Thanks Jason Lowe. Those are excellent points, I completely agree that the patch introduced subtle differences if some of the streams throw exceptions upon close(). My previous reasoning was that in this case something's probably gone horribly and irrevocably wrong anyway. But following your comments, I prepared a more defensive patch, in which even if some of the close() or finish() methods throw exceptions we still try to close/recover what we can. The price of this is assuming that it's okay to call the close() method of a stream multiple times.

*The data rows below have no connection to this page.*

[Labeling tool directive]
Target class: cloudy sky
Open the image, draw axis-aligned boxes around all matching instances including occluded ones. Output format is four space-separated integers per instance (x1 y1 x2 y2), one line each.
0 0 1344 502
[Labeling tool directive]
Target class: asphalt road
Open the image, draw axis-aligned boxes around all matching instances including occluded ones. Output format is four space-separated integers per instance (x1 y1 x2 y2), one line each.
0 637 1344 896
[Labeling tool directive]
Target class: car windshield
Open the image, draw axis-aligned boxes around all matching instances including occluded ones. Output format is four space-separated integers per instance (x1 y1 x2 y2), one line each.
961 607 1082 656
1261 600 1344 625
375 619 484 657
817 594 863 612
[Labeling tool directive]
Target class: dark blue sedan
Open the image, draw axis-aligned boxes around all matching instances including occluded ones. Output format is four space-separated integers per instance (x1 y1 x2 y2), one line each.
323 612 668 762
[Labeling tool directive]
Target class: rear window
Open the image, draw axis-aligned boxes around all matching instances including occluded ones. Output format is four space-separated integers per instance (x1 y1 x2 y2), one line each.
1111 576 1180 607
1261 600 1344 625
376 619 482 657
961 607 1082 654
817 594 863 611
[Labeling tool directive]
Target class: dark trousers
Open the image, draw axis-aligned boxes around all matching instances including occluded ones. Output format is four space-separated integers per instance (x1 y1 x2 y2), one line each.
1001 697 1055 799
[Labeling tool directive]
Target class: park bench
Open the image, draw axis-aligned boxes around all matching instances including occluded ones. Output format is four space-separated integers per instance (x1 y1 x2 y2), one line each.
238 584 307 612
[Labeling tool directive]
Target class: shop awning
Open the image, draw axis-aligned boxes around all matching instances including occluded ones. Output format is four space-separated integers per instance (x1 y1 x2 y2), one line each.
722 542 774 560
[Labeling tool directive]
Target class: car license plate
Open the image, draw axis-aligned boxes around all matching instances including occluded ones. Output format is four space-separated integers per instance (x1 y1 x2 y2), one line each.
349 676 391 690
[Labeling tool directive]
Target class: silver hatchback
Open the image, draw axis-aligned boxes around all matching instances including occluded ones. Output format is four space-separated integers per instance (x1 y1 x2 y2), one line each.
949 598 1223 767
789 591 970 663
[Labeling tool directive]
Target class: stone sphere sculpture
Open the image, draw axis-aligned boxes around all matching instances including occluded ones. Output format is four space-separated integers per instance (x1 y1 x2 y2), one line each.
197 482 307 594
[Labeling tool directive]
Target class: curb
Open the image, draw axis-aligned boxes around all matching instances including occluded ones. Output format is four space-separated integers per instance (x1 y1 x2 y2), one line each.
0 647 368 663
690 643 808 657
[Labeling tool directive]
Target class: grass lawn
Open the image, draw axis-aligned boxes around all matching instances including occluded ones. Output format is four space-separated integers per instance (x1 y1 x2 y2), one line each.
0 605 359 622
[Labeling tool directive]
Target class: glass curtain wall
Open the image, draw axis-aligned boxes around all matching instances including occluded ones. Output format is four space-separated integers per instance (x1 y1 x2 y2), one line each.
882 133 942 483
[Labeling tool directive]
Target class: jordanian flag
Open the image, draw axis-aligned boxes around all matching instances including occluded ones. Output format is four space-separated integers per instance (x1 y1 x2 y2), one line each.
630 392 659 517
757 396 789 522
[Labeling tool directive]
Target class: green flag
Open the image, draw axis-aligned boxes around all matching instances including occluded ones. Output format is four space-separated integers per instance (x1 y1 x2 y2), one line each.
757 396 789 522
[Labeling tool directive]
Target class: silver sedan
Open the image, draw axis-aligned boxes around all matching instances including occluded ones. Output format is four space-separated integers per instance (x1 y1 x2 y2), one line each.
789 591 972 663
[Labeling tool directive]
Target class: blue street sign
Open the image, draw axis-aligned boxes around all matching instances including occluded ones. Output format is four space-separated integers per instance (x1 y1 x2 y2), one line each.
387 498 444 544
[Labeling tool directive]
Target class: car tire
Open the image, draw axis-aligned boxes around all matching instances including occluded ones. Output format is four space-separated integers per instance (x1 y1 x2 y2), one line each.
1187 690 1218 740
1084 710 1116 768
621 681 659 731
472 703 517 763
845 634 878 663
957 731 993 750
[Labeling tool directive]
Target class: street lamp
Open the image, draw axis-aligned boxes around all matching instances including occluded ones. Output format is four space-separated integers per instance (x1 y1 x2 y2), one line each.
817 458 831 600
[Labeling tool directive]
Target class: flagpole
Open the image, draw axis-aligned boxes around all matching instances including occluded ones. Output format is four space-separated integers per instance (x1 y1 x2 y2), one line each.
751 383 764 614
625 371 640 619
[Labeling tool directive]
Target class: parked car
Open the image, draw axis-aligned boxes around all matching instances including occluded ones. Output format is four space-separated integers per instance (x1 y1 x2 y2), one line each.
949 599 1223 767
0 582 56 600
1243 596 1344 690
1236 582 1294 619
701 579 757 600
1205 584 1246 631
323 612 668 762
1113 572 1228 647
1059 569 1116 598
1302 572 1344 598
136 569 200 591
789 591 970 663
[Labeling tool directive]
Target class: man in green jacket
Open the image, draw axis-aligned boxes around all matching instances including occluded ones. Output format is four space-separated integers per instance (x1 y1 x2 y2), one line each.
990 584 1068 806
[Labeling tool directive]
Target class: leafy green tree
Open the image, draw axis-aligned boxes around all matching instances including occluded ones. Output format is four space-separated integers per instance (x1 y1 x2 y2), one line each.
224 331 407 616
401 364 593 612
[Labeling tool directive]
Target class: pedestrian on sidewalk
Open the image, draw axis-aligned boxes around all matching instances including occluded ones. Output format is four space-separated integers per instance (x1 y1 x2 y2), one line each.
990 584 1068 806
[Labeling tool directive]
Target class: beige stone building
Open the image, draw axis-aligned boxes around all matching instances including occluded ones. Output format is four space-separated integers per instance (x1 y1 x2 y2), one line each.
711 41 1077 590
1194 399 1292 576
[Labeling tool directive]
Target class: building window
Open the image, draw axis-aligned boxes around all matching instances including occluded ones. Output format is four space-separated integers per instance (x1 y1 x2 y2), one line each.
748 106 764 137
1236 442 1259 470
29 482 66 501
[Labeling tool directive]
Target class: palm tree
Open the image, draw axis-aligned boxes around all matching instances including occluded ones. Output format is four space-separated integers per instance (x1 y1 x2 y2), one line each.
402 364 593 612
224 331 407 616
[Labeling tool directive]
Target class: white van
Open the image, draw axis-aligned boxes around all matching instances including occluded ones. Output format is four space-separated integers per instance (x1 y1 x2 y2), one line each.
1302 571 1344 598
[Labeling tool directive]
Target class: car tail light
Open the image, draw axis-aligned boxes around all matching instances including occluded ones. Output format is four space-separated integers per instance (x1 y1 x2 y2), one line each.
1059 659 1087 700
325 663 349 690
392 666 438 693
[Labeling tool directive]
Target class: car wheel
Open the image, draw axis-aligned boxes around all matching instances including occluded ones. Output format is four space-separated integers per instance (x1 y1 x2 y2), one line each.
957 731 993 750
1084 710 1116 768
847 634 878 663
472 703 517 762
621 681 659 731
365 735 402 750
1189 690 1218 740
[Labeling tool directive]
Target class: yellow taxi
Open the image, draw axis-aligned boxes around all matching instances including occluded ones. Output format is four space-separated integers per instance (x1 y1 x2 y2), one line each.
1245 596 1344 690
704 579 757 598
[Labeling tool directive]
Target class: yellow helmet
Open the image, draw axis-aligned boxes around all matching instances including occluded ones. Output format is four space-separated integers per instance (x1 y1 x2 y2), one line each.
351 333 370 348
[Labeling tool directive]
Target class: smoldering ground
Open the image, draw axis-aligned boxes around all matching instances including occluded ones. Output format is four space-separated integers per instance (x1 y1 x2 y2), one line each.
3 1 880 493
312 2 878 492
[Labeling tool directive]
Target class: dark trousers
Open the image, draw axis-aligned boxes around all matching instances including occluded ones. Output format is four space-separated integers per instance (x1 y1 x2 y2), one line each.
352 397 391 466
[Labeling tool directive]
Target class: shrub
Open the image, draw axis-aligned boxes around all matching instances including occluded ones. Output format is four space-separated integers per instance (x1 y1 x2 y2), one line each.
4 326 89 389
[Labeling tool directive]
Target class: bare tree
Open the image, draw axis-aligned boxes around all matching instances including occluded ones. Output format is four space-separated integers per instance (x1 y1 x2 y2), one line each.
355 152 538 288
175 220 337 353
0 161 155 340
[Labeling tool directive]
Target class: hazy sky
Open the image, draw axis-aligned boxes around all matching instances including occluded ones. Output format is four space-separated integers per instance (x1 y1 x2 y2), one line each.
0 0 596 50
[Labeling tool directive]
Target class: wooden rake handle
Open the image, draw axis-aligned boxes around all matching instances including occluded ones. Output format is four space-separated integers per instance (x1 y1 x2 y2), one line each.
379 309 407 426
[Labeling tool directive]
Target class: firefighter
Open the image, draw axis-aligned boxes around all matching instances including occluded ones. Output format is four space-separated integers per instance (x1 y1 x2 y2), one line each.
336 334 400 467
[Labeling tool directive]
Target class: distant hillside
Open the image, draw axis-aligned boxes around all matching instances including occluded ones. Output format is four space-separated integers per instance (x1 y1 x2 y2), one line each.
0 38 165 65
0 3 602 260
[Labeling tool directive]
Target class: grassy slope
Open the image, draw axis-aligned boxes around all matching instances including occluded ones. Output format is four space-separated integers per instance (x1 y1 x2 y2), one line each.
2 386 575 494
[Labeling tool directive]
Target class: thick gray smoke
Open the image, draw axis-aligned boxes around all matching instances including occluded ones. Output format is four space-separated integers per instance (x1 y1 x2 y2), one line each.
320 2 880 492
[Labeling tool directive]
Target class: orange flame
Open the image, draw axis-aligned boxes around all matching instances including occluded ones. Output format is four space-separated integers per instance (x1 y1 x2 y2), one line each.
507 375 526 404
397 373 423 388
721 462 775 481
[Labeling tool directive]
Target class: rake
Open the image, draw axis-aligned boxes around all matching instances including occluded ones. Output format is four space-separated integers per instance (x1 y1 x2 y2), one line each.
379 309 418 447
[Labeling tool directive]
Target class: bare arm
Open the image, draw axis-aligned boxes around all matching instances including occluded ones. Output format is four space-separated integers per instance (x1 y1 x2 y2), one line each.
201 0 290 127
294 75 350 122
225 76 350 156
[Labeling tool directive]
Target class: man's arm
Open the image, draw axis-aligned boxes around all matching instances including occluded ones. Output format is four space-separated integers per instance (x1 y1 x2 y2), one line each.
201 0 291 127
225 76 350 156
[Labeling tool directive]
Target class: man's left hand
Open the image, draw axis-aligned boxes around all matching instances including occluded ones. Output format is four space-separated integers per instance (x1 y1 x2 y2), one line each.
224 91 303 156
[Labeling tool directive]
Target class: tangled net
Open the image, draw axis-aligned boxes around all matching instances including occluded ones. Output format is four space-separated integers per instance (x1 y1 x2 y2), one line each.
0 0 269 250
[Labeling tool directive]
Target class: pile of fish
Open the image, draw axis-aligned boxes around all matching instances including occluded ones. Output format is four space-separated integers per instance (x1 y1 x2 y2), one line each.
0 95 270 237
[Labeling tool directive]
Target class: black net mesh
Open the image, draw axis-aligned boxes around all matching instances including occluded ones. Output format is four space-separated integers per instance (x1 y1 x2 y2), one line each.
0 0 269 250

Other maintainers will come along and see that BZip2CompressionOutputStream never calls close() on one of its private member streams which is usually a bug. Even if the close() ends up being redundant today that doesn't mean it always will. The root cause for this JIRA is a great example.
In patch 002 I put back the BZip2CompressionOutputStream.close() method with a call to super.close() and some explanatory documentation. It still seems to me that calling super.close() should be sufficient, let me try to explain why.
I'm not seeing how the superclass's finish() method ever ends up closing the out stream. I see it write some final bytes and sets it to null, which in turn prevents the close() method from trying to call out.close(), so I'm wondering how the output stream normally gets closed.
My understanding is that the output stream does get closed, thanks to the out.close() call in CompressionOutputStream.close(). The out data member of CBZip2OutputStream is indeed nullified, but the out data member of CompressionOutputStream should still reference the actual stream object.
My reasoning was: the only difference between BZip2CompressionOutputStream.finish() and close() is that BZip2CompressionOutputStream.finish() calls output.finish(), whereas BZip2CompressionOutputStream.close() calls output.flush() and output.close(). Changing BZip2CompressionOutputStream.close() to super.close() will mean that we invoke finish() only instead of flush() and close(). Looking at CBZip2OutputStream (which can be the only class of the output data member in the current implementation), it seems to me that it's okay to invoke finish() instead of flush() + close(), because the only difference between them is calling out.flush() + out.close(). As I said above, out.close() will be called anyway by CompressionOutputStream.close(), and I'm assuming that any reasonable stream calls flush() internally on close().
In BZip2CompressionInputStream, patch 002 puts the call to super.close() in a finally block. This preserves the previous logic (set needsReset to true only if input.close() didn't throw) while ensuring that super.close() will unconditionally close the in stream and return the trackedDecompressor to the pool.
This is subtly different that the previous code because finish() can throw. In the old code, finish() could throw and out.close() would still be called but now we'll skip calling out.close() but still set closed=true so we can't retry the close. (...) Similarly the CompressionInputStream/CompressionOutputStream code won't return the codec to the pool if finish() throws or the underlying stream's close() throws.
In patch 002 I wrapped each of CompressionInput/OutputStream.close()'s internal steps in try/finally. (For CompressionOutputStream.close() this leaves the corner case of both finish() and out.close() throwing an exception each, but I think it's reasonable that only one of them will be propagated since it's a doomed stream anyway.) This brings the behavior of the patched CompressorStream.close() to what it was before my changes: if finish() throws, out.close() is still called.